Existem artistas que trabalham na reclusão, alimentados pelos próprios fantasmas. Outros são mais extrovertidos, deixam que o mundo contamine a sua obra. Esse é o caso do pintor mineiro Olivier Mourão, 75 anos, 41 deles passados na Inglaterra, onde fixou residência na época da ditadura militar no Brasil. Gostou tanto de seu país adotivo que vive nele até hoje. “Preciso das pessoas para me inspirar”, diz Mourão, e essa frase serve também para definir a sua atitude diante da vida. Conhecido tanto por suas telas generosas em cores e formas quanto pelas festas que promove em sua residência londrina (e também no seu ateliê em Ibiza, na Espanha), ele faz a sua primeira retrospectiva no País desde os anos 1970, no Museu Inimá de Paula, em Belo Horizonte. Está sendo uma alegria: “É nessa hora que as pessoas estão mais descontraídas.”

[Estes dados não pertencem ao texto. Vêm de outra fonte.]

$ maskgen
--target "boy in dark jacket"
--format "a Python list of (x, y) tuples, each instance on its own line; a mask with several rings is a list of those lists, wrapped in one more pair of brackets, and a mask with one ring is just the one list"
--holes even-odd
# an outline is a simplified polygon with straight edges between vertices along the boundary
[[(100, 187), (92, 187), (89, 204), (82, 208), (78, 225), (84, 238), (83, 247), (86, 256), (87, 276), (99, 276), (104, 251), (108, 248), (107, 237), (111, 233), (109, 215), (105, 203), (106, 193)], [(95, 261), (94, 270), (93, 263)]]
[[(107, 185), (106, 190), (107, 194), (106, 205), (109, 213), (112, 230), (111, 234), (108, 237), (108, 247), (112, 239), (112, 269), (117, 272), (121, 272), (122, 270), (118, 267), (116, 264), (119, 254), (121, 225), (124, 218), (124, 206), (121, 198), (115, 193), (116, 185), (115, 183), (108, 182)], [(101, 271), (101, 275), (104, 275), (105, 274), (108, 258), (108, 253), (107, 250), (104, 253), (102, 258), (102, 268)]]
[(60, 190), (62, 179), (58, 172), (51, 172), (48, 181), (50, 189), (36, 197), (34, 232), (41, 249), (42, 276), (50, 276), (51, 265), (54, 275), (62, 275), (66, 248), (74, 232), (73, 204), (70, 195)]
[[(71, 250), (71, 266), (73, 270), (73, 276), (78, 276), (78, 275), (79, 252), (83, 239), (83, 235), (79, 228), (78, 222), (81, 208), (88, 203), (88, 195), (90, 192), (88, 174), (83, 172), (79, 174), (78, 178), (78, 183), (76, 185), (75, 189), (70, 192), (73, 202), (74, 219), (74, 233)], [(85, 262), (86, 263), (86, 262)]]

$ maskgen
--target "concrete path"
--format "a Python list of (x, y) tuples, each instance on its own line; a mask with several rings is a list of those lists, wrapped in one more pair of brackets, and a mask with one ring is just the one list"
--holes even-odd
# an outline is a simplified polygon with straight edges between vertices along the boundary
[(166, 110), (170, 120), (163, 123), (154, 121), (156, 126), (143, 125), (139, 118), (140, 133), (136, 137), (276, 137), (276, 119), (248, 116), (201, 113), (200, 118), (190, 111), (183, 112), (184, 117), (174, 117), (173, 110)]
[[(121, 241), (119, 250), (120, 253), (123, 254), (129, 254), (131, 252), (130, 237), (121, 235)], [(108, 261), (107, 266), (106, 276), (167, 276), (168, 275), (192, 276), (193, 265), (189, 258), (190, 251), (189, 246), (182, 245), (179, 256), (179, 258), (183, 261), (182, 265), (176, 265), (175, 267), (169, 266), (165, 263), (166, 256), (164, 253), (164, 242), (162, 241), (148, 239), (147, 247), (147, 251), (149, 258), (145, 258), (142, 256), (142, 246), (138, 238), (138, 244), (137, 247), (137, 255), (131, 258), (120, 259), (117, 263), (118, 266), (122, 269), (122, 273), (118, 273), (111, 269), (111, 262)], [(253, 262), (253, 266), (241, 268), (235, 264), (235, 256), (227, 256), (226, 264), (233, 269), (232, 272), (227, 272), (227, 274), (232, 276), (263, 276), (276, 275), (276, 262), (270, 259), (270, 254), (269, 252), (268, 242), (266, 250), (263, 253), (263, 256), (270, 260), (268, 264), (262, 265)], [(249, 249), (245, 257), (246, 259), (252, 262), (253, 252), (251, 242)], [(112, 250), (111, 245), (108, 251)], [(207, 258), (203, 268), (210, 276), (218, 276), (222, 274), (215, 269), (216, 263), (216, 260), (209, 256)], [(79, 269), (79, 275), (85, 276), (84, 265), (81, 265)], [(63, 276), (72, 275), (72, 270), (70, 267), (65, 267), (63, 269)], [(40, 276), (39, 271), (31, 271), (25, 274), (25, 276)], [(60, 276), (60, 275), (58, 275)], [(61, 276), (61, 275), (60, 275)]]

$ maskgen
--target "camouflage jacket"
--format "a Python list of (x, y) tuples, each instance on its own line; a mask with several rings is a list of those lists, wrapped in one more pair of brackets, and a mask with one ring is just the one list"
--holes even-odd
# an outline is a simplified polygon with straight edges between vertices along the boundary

Natural, então, que a pintura de Mourão seja sempre centrada na figura humana. Foi assim desde os 12 anos, quando os desenhos que fez dos colegas de escola foram parar no maior jornal da capital mineira. Já famoso, na década de 1960, foi convidado pela mulher do então presidente João Goulart, Tereza Goulart, para retratar os filhos do casal. E começaram as festas. Uma entrou para o anedotário, a chamada “Uma noite no inferno”, que terminou com uma sacrílega bebedeira – e um pouco mais – nas escadarias da Igreja São Francisco de Cima, em Ouro Preto. “Fui convidado a me retirar da cidade”, diz Mourão, que tinha nela um ateliê. O episódio é lembrado como precursor do famoso Carnaval ouropretano e a senha para que buscasse novos ares em Londres.

Foi quando integrou a turma de exilados que incluía os cantores e compositores Caetano Veloso e Gilberto Gil e o cineasta Neville d’Almeida. “Eles voltaram, eu fiquei”, diz. Melhor para Mourão. Suas telas agradaram, ele ganhou muito dinheiro e, claro, passou a promover encontros memoráveis e a conhecer pessoas como os roqueiros das bandas The Beatles e The Rolling Stones e os pintores espanhóis Salvador Dali e Pablo Picasso. Aliás, se existe uma pessoa que inspira Mourão, é Picasso: “Ele e Matisse têm desenhos seguros. Meu trabalho segue a simplicidade do traço deles.” Dali tornou-se amigo por acaso: “Ele me chamou para sentar à sua mesa em um café. E assim começou.” Já os guitarristas Keith Richards e Jimmy Page eram habitués de sua casa. “Não tenho deslumbramento pelos famosos. Acho que eles gostam disso”, afirma. Devem apreciar também as suas extravagâncias, como se locomover pela cidade com um Rolls Royce de funerária que tinha a vantagem de abrigar suas telas e nunca ser multado. Mas o veículo foi aposentado, não pelas infrações. “Bastava estacionar em frente a alguma casa para as pessoas acharem que alguém havia morrido”, diz. Com seu humor mineiro e internacional, Mourão certamente não poderia se passar por um agente funerário.